• About

The Cardiologist’s Notebook

  • The Architecture of Rupture

    Feb 2nd, 2026

    In medical school, we are taught to think of the human body as a masterpiece of engineering, and like all engineering, it is subject to the laws of physics. In cardiology, the dominant law has long been the law of flow. We were trained to look for the “narrowing” – the bottleneck where the artery is constricted. We believed that if we could find the bottleneck before it closed entirely, we could save the patient.

    But there is a haunting category of patient that every cardiologist knows. It is the fifty-year-old executive who exercises four times a week, whose blood pressure is “borderline,” and who passes a treadmill stress test with flying colours on a Tuesday.

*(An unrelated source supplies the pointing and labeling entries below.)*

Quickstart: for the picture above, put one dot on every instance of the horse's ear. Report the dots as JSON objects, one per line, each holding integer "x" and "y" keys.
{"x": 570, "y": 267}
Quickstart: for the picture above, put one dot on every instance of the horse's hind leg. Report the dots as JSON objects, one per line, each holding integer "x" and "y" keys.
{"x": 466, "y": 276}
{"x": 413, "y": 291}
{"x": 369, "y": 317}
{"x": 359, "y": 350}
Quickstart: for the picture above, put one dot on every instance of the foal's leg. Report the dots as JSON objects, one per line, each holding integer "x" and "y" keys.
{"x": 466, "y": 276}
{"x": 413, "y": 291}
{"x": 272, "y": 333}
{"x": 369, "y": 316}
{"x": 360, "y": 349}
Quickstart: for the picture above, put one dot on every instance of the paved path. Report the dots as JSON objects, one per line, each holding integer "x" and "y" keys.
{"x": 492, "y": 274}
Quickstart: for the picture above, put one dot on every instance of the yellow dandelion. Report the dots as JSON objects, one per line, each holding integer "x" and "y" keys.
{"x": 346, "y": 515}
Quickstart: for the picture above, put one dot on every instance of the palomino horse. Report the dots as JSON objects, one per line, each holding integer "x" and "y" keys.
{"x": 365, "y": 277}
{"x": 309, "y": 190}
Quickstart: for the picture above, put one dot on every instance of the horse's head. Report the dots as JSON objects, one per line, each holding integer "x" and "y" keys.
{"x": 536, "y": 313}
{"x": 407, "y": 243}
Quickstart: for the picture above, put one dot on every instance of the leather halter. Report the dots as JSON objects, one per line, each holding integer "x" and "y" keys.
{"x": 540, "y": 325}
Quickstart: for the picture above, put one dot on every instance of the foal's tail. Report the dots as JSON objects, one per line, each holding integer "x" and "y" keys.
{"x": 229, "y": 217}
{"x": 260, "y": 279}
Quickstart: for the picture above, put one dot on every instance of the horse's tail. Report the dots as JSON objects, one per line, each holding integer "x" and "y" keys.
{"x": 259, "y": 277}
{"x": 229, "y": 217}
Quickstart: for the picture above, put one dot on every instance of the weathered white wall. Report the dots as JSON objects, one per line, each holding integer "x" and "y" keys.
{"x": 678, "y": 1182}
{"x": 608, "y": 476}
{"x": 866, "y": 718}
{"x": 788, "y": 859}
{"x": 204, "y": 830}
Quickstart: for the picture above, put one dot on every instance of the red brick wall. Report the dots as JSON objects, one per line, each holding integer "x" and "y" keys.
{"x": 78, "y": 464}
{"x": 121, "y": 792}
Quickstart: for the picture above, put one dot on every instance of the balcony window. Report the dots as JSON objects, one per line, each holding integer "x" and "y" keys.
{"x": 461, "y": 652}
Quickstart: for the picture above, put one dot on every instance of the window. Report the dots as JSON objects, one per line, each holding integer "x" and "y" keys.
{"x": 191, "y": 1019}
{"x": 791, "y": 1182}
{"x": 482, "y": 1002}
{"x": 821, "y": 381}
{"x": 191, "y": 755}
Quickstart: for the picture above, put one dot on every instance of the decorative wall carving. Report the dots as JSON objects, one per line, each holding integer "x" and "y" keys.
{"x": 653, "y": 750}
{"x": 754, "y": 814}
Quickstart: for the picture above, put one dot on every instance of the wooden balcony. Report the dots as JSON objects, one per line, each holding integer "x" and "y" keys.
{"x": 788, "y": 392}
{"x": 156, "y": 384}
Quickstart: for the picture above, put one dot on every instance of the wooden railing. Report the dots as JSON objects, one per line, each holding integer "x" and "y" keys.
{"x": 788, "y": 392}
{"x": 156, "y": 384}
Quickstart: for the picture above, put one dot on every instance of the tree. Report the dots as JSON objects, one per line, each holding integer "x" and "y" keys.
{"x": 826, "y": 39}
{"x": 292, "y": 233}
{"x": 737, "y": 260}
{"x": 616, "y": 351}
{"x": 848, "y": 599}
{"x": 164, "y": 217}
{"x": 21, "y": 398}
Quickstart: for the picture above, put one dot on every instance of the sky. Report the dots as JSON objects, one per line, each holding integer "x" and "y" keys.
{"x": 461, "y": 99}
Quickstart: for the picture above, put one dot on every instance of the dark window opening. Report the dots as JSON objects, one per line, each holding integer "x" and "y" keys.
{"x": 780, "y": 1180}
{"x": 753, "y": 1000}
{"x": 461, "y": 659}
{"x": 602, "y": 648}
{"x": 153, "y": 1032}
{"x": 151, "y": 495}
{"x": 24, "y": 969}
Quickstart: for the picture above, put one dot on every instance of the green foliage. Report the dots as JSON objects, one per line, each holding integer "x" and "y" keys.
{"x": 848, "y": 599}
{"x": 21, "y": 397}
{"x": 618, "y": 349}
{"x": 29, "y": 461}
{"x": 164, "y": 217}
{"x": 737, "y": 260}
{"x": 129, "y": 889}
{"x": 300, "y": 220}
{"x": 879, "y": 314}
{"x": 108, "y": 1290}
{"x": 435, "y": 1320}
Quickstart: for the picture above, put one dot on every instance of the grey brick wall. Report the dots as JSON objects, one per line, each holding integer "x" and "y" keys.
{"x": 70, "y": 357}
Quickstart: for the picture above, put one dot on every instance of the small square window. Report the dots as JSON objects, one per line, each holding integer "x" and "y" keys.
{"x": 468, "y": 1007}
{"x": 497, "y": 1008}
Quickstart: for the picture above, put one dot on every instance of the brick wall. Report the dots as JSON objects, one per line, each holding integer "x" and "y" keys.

On Thursday, while reading the morning paper, he collapses from a massive myocardial infarction.

    When this happens, the medical system often calls it “bad luck.” But if we look closer at the biology, it isn’t luck at all. It is a failure of our focus. We have been preoccupied with the openness of the artery while remaining blind to the fragility of its lining.

    The Illusion of the Clear Path

    For decades, our diagnostic gold standard has been the detection of “ischemia” – the point at which a blockage is so severe that it restricts blood flow. The Treadmill Test (TMT) and the standard ECG are designed to catch these late-stage obstructions. They are, in essence, tests of the “lumen,” the open space through which blood travels. If the space is wide enough, we declare the heart healthy.

    This is where we fall into a trap. We assume that a heart attack is the final, predictable act of a pipe slowly closing.

    In reality, a heart attack is less like a pipe clogging and more like a volcano erupting.

    Inside the wall of the artery, microscopic mounds of “soft plaque” build up slowly over time. Crucially, these plaques often do not narrow the lumen enough to cause a pathological obstruction of flow or clinical symptoms. The path remains open. The blood flow remains perfect. The stress test remains normal.

    However, these plaques are structurally unstable. They are composed of a volatile “mush” of cholesterol and inflammatory cells, held back by a cap that is sometimes only a few cells thick. When this delicate cap tears, the “mush” spills into the bloodstream, triggering an instant, catastrophic clot.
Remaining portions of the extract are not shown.